With reference to the apparatus shown in fig. 1, the data source status listener may monitor connection requests of each data source status monitoring client in real time: every time a connection request sent by a data source state monitoring client is monitored, adding 1 to a counter, and sending a starting instruction to a start-stop device in a data source state manager; and when the disconnection of the data source state monitoring client is monitored, the counter is reduced by 1, and when the counter is equal to 0, namely all the data source state monitoring clients are disconnected, a 'pause' instruction is sent to the start-stop device.
And when the start-stop device receives a start instruction, the state of the start-stop state machine is judged. If the start-stop state machine is in the start state, nothing is done. If the 'start-stop state machine' is in a 'stop' state, which indicates that the start-stop device is started for the first time, the start-stop device creates a state refreshing task for each type of data source existing in the ETL system, namely creates a state refreshing task for a state memory with a hasDataSource value of true in a data source state warehouse, and puts the state refreshing task into the delay queue for waiting execution; meanwhile, the state of the start-stop state machine is set as start. The relevant codes of the specific execution process can refer to embodiment 1, which is not described herein again.

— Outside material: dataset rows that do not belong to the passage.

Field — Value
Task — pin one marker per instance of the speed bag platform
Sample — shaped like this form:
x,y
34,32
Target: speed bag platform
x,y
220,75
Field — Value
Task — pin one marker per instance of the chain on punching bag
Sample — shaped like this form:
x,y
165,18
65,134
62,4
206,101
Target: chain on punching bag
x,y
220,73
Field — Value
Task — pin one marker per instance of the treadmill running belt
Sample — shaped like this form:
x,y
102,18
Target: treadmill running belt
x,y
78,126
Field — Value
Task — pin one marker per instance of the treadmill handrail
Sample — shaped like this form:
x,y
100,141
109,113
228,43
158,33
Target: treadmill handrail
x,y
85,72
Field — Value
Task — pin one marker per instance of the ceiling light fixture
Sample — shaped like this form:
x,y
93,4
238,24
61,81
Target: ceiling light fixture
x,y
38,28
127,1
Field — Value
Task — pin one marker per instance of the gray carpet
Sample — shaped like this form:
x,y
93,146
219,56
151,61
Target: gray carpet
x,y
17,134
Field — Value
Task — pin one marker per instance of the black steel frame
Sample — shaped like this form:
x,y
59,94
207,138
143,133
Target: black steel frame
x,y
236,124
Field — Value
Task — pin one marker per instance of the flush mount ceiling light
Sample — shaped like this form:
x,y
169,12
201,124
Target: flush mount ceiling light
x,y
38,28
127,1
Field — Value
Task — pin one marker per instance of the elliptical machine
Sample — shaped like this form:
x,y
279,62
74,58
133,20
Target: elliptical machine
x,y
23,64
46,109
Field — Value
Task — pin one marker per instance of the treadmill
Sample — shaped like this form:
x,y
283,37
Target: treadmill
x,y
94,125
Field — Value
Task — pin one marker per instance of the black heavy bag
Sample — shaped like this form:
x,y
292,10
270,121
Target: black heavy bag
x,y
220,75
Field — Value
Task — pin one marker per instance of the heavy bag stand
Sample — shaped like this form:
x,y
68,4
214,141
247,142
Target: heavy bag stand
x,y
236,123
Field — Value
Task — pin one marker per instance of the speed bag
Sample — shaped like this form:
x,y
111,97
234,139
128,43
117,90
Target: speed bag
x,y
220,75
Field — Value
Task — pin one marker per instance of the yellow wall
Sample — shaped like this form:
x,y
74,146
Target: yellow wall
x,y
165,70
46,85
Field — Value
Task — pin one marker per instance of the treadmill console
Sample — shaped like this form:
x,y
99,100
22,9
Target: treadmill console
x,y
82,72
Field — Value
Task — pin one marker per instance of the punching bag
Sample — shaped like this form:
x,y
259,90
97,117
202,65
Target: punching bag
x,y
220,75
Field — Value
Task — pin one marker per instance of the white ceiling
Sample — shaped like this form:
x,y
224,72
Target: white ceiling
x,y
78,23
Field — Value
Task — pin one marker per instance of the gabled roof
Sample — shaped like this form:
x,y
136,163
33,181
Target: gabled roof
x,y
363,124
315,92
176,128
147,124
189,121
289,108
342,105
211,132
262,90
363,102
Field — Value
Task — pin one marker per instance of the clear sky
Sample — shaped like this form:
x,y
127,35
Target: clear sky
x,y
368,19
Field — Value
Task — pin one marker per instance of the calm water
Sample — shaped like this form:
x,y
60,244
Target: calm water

And step 20, periodically refreshing the connection state of the data source according to a preset interval by each state refreshing task in the delay queue, and completing state updating in a corresponding state memory of the data source state warehouse.
With reference to the apparatus shown in fig. 1, the specific implementation process is as follows: the delay queue manager takes out a state refreshing task with expired delay from the delay queue according to a preset INTERVAL CHECK _ INTERVAL, packages the state refreshing task into a state refreshing thread and puts the state refreshing thread into a thread pool; then the thread pool allocates resources for the state refresh thread to run so as to refresh the connection state of the data source in the corresponding state memory; and when each state refreshing thread runs, judging whether to resubmit the state refreshing task of the data source to the delay queue, if the data source still exists in the ETL system and the start-stop device is in the starting state, resubmit the corresponding state refreshing task to the delay queue after the execution is finished, otherwise, resubmit the state refreshing task. The state refreshing thread refreshes the connection state of the corresponding type data source by executing ping operation, namely, the connection test is carried out on the type data source, and if no error occurs, the data source is normally connected.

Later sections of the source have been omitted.